The interesting part is what does he use his money for, alcohol or smokes, either way, it's not considering all that you do, and can I ask you a question and please only answer when you want to, are you renting or buying and whose name is on the loan or mortgage, then we can get back to you.

Best wishes.

Geoff.

loouuiiee said:

Hi picklesnme,

I am in a very similar situation to you.

It is actually spooky how similar; as I was reading I was nodding and thinking 'yup, same, same' ...

Me too, picklesnme and loouuiiee; me too.

I am perhaps a little further down the line in terms of trying to do something; you can read about it here:
https://www.beyondblue.org.au/get-support/online-forums/welcome-and-orientation/dissatisfied-with-vic-police-legal-response-to-fvio-request-so-far

I can't really give any advice; I would just like you to know that loouuiiee and I (and many others) are feeling for you.

emotionallydrained
Community Member

Hi Picklesnme,

I'm so sorry you're going through this. As mentioned above, there are a few of us going through this and you can definitely find support here.

I too am in a marriage that I am not always sure I want to be in. In fact, I was at the point where I too had made the decision to leave. I was just waiting for the right moment. I too am the victim of DV, emotional abuse and a partner who also suffers depression and anxiety - and also could attempt self harm if pushed on the wrong day.

Anyway, the day came when it came to a head and we had a chat. He was in an open minded mood and I felt he listened to me. I was able to talk about some things that had been wrong and he has tried to change them. The DV has stopped and I only ocassionally see the emotional abuse slip in. But I can see it now when it happens. I am still wary and still have hurt and anger sometimes. I'm not the person I was and don't think I will ever be the person I want to be while I'm here, but I too have a child and that is a consideration - as is his MI.

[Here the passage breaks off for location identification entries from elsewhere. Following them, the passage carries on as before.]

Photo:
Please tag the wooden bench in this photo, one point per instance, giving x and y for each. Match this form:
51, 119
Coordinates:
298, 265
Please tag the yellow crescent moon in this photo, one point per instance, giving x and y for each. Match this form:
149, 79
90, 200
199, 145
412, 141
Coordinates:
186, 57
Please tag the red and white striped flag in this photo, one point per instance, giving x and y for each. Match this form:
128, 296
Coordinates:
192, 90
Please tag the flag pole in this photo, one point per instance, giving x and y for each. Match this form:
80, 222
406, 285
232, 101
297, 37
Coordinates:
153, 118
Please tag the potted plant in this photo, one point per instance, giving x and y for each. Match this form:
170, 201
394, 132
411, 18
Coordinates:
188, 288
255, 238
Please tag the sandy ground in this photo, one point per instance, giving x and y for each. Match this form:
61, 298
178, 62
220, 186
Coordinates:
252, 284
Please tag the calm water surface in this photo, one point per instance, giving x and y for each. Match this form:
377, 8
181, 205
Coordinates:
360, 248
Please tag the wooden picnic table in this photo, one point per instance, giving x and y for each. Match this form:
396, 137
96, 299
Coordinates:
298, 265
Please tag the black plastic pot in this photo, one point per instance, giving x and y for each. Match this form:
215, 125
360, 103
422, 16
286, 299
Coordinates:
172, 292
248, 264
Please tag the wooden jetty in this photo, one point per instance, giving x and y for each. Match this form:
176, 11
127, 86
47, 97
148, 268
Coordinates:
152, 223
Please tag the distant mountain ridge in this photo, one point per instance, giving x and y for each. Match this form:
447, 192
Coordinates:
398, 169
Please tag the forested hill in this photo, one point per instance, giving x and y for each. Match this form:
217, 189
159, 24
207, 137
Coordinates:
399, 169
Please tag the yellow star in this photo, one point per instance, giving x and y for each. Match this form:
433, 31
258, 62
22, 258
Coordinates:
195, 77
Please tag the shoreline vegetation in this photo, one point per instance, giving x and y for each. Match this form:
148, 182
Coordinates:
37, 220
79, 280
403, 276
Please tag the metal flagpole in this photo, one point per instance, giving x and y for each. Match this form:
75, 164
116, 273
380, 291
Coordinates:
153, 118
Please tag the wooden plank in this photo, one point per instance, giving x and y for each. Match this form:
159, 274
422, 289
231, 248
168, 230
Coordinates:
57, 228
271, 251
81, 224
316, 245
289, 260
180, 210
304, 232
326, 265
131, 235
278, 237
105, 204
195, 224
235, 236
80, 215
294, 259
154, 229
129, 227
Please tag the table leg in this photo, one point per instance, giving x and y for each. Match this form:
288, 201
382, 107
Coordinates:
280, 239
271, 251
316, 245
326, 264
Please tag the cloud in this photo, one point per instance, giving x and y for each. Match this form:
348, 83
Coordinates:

I do feel a lot of times when things are hard that I'd be better off doing it all on my own. Like you, I do all the house chores, cooking, looking after our child (7yr) and work. My family is in another state and so are my very few friends. I have no friends where we live. So it's hard and maybe also why I'm still here to a degree as I think I would have left during the bad times and my family would have said not to go back. But they have no idea what has been happening, so it's easier to pretend it's all ok. It's mentally and physically draining and I can understand what you are feeling and where you're coming from.

Please feel free to comment back. Happy to chat more.

Whatever decision you make has to be right for you and your kids. I know it's easy to feel the guilt of our partners and responsibility for them - I do which is why I'm still here. But it's hard and I wish it wasn't either. Sending hugs.